L’uso politico della sessualità.
«Conoscevo», prosegue la giovane, «donne stanche (tra cui io stessa) di condurre relazioni con uomini simili a bambini impauriti e immaturi. In questo scenario, la complementarietà uomo-donna si stava trasformando in divergenza prima e ribaltamento poi della mascolinità e femminilità. Con il tempo, iniziai a provare sempre più sfiducia verso gli uomini, mentre cresceva una forte complicità con le donne che fece emergere la mia omosessualità. Ero certa che solo un’altra donna potesse comprendermi e darmi quella protezione che io come donna desideravo. Poco alla volta, però, iniziai a sentirmi svuotata. Oggi rispondo: chi usa la sessualità come tema politico è mosso da interessi che sfruttano la sofferenza delle persone.
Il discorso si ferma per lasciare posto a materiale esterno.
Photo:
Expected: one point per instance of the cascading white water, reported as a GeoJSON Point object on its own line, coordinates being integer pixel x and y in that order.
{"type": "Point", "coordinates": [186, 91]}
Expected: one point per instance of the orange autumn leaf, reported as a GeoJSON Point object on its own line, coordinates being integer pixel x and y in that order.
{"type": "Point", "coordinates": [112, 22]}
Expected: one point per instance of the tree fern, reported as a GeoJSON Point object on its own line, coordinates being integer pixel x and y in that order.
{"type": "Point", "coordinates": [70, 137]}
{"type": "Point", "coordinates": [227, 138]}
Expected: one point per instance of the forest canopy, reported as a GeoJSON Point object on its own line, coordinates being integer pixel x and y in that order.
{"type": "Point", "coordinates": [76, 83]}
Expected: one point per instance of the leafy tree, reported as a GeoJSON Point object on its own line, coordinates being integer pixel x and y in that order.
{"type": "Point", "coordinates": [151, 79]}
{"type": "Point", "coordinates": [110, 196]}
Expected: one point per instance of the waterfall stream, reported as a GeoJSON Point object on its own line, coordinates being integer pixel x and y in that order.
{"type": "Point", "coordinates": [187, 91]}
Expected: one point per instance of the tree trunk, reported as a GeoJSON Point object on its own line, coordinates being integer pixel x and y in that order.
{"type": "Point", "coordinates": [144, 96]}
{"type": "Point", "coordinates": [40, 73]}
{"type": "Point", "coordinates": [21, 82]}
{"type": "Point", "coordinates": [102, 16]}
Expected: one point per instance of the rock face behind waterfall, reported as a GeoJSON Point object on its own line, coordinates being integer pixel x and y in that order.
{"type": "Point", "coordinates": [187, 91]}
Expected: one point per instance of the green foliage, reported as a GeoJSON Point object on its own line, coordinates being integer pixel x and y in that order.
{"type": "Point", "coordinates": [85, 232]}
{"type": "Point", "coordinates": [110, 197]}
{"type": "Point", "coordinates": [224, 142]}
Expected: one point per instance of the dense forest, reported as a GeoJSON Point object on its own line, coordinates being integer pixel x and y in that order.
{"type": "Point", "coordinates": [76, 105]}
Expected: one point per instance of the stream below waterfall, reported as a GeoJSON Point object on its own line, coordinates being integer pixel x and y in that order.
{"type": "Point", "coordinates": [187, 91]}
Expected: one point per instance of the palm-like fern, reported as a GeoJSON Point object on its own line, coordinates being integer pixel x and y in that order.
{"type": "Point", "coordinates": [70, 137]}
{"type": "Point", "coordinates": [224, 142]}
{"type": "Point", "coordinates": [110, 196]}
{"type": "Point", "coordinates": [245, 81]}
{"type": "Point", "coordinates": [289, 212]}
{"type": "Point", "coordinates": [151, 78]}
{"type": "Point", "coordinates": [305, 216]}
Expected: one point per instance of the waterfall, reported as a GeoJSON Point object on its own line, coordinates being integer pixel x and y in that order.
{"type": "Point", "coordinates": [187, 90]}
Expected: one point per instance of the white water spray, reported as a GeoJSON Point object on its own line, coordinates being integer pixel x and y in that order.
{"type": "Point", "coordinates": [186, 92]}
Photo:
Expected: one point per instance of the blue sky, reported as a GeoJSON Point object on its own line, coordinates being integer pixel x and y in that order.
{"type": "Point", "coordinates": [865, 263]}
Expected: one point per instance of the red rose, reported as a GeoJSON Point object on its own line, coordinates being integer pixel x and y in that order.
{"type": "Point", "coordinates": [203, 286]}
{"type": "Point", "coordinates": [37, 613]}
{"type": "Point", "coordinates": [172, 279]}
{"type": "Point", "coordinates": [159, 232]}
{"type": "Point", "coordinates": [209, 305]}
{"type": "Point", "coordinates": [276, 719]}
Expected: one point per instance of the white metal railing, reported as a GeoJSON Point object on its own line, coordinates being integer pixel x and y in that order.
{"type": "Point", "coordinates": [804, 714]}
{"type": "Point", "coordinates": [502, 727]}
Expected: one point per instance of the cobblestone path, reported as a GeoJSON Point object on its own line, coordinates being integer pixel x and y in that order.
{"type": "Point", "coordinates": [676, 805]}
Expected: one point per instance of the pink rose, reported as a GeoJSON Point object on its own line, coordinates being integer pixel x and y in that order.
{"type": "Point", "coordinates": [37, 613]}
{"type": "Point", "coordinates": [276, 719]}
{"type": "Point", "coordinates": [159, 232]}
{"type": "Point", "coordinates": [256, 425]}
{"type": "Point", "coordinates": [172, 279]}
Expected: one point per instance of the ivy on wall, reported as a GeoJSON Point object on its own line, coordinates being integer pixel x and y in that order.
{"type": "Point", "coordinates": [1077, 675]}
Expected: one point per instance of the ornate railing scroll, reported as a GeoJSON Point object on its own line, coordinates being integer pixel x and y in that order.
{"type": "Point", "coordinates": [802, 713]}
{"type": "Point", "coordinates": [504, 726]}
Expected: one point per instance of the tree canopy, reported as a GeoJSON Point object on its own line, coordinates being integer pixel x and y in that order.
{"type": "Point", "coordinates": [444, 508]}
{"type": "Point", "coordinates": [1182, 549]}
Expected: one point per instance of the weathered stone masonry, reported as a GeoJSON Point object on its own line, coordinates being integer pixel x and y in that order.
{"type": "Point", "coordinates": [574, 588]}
Al minimo dubbio sulla condizione omosessuale, mi sentivo rispondere: “tu sei così, è la tua vera natura, non devi sentirti in colpa”. La presa di coscienza di quanto fosse alterata la realtà che stavo vivendo mi permise di iniziare un percorso che mi ha portato a riconnettermi con la mia identità, anche sessuale, di donna. Oggi so che la mia omosessualità è stata la conseguenza di un modo di percepire falsamente la mia identità, secondo una realtà artificiale nella quale mascolinità e femminilità assumono caratteri indistinti, liquidi, sostituibili e ribaltabili».
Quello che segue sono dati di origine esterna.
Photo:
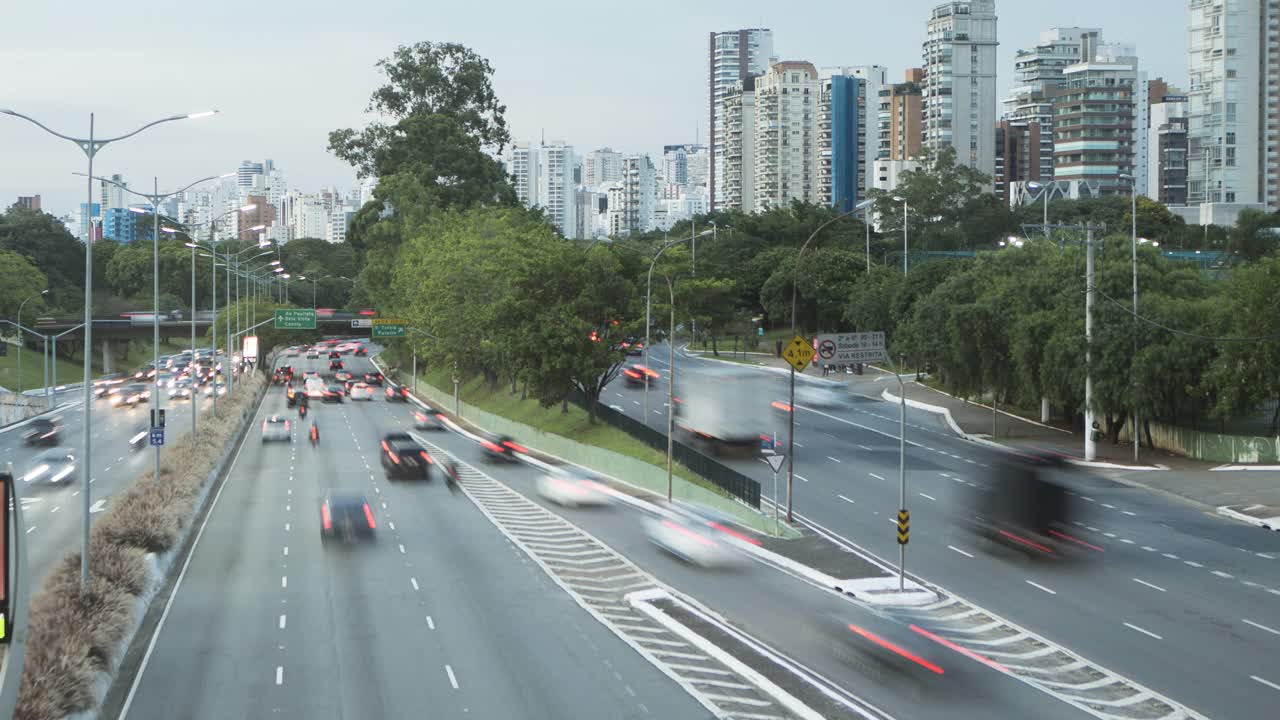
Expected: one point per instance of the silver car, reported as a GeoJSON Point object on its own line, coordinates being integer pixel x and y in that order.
{"type": "Point", "coordinates": [275, 428]}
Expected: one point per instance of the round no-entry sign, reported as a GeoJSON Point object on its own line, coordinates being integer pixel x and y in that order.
{"type": "Point", "coordinates": [826, 350]}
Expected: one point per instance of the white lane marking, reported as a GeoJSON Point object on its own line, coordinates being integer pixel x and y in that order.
{"type": "Point", "coordinates": [1132, 627]}
{"type": "Point", "coordinates": [1267, 683]}
{"type": "Point", "coordinates": [1260, 625]}
{"type": "Point", "coordinates": [1037, 586]}
{"type": "Point", "coordinates": [1141, 582]}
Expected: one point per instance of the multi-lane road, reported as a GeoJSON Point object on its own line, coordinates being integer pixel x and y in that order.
{"type": "Point", "coordinates": [1168, 587]}
{"type": "Point", "coordinates": [53, 515]}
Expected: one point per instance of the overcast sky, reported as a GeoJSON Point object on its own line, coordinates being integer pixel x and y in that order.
{"type": "Point", "coordinates": [286, 72]}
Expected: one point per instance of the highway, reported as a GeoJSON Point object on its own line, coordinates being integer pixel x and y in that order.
{"type": "Point", "coordinates": [442, 616]}
{"type": "Point", "coordinates": [53, 514]}
{"type": "Point", "coordinates": [1168, 584]}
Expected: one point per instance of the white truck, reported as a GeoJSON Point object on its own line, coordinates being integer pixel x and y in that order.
{"type": "Point", "coordinates": [723, 408]}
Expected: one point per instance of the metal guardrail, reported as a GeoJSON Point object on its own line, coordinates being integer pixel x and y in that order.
{"type": "Point", "coordinates": [718, 474]}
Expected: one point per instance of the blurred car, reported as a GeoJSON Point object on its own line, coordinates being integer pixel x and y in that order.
{"type": "Point", "coordinates": [698, 536]}
{"type": "Point", "coordinates": [44, 431]}
{"type": "Point", "coordinates": [639, 376]}
{"type": "Point", "coordinates": [572, 488]}
{"type": "Point", "coordinates": [428, 419]}
{"type": "Point", "coordinates": [131, 395]}
{"type": "Point", "coordinates": [403, 458]}
{"type": "Point", "coordinates": [277, 428]}
{"type": "Point", "coordinates": [499, 449]}
{"type": "Point", "coordinates": [181, 390]}
{"type": "Point", "coordinates": [346, 516]}
{"type": "Point", "coordinates": [53, 466]}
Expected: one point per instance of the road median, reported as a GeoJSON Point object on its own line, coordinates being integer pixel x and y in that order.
{"type": "Point", "coordinates": [77, 639]}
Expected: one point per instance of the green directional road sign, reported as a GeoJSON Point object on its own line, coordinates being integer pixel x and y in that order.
{"type": "Point", "coordinates": [384, 327]}
{"type": "Point", "coordinates": [295, 319]}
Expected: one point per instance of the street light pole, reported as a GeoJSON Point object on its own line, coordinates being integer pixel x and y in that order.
{"type": "Point", "coordinates": [791, 408]}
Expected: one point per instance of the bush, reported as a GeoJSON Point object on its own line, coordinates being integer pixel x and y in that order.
{"type": "Point", "coordinates": [74, 638]}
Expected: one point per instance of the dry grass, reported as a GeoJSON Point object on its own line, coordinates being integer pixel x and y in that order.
{"type": "Point", "coordinates": [73, 637]}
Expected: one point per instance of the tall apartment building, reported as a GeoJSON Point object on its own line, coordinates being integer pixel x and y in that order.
{"type": "Point", "coordinates": [638, 195]}
{"type": "Point", "coordinates": [1166, 150]}
{"type": "Point", "coordinates": [1037, 74]}
{"type": "Point", "coordinates": [1100, 122]}
{"type": "Point", "coordinates": [737, 174]}
{"type": "Point", "coordinates": [602, 167]}
{"type": "Point", "coordinates": [844, 162]}
{"type": "Point", "coordinates": [732, 57]}
{"type": "Point", "coordinates": [554, 187]}
{"type": "Point", "coordinates": [522, 167]}
{"type": "Point", "coordinates": [960, 82]}
{"type": "Point", "coordinates": [786, 135]}
{"type": "Point", "coordinates": [897, 130]}
{"type": "Point", "coordinates": [1233, 132]}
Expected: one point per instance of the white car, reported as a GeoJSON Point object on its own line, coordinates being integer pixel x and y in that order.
{"type": "Point", "coordinates": [571, 490]}
{"type": "Point", "coordinates": [694, 538]}
{"type": "Point", "coordinates": [275, 428]}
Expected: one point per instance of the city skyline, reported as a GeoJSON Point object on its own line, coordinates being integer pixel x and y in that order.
{"type": "Point", "coordinates": [649, 87]}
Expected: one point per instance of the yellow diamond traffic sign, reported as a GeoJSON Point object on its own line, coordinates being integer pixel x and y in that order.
{"type": "Point", "coordinates": [798, 352]}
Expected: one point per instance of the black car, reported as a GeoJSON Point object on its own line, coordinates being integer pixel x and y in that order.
{"type": "Point", "coordinates": [405, 459]}
{"type": "Point", "coordinates": [501, 449]}
{"type": "Point", "coordinates": [44, 431]}
{"type": "Point", "coordinates": [346, 516]}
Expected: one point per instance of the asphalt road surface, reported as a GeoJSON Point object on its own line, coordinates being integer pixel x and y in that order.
{"type": "Point", "coordinates": [1168, 586]}
{"type": "Point", "coordinates": [442, 616]}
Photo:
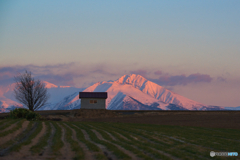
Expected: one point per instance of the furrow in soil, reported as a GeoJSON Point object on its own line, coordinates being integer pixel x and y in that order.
{"type": "Point", "coordinates": [14, 134]}
{"type": "Point", "coordinates": [106, 152]}
{"type": "Point", "coordinates": [88, 155]}
{"type": "Point", "coordinates": [66, 151]}
{"type": "Point", "coordinates": [133, 156]}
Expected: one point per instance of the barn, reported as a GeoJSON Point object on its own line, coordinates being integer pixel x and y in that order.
{"type": "Point", "coordinates": [93, 100]}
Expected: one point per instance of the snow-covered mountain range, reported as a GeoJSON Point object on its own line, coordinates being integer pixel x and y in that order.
{"type": "Point", "coordinates": [129, 92]}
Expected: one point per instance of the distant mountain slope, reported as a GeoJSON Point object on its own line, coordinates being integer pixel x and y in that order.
{"type": "Point", "coordinates": [57, 94]}
{"type": "Point", "coordinates": [232, 108]}
{"type": "Point", "coordinates": [134, 92]}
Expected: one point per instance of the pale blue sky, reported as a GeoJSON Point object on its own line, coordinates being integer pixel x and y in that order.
{"type": "Point", "coordinates": [176, 37]}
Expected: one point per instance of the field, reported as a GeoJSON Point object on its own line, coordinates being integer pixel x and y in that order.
{"type": "Point", "coordinates": [101, 139]}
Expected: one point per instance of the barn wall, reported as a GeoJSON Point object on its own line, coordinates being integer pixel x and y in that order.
{"type": "Point", "coordinates": [85, 103]}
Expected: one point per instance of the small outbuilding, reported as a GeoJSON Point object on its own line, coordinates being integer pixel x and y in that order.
{"type": "Point", "coordinates": [93, 100]}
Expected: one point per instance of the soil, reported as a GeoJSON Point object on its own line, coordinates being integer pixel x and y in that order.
{"type": "Point", "coordinates": [224, 119]}
{"type": "Point", "coordinates": [47, 152]}
{"type": "Point", "coordinates": [66, 151]}
{"type": "Point", "coordinates": [10, 127]}
{"type": "Point", "coordinates": [14, 134]}
{"type": "Point", "coordinates": [133, 156]}
{"type": "Point", "coordinates": [106, 152]}
{"type": "Point", "coordinates": [25, 153]}
{"type": "Point", "coordinates": [88, 155]}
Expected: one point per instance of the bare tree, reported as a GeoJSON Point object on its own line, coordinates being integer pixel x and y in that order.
{"type": "Point", "coordinates": [30, 92]}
La bisessualità, che all’interno della galassia LGBT rappresenterebbe il 40%, è marginalizzata e vista con sospetto soprattutto dal mondo gay e dalle lesbiche che la considera un’espressione di repressione sessuale. Si legge nel Bisexual Manifesto: «Siamo stanchi di essere analizzati, definiti o, peggio ancora, non essere considerati affatto. Siamo frustrati dall’isolamento e dall’invisibilità che ci sono imposti perché ci si aspetta che scegliamo di essere omosessuali o eterosessuali. La monosessualità è un dettato eterosessista usato per opprimere gli omosessuali e negare la validità della bisessualità, che è un’identità completa e fluida». Questa impossibilità di essere accettati porta le persone con un orientamenteo sessuale “bi” a soffrire di minority stress, il malessere che coinvolge le persone appartenenti a minoranze. Secondo lo studio Who I Am, pubblicato sull’Australian Journal of General Practice lo scorso marzo, (ripreso in Italia da The Vision) su un campione di circa 2500 persone bisessuali, il 58,7% ha avuto episodi di autolesionismo e il 77,6% ha pensato almeno una volta di suicidarsi. Una su quattro ci ha provato. La Fondazione HRC di Hillary Clinton in collaborazione con altri enti ha invece rilasciato il report Health Disparities Among Bisexual People, che evidenzia come le persone bisessuali siano soggette a tassi più alti di obesità, fumo, cancro e malattie sessuali. Una valutazione che dà valore a quanto affermato dalla ex lesbica Francesca: «chi usa la sessualità come tema politico è mosso da interessi che sfruttano la sofferenza delle persone».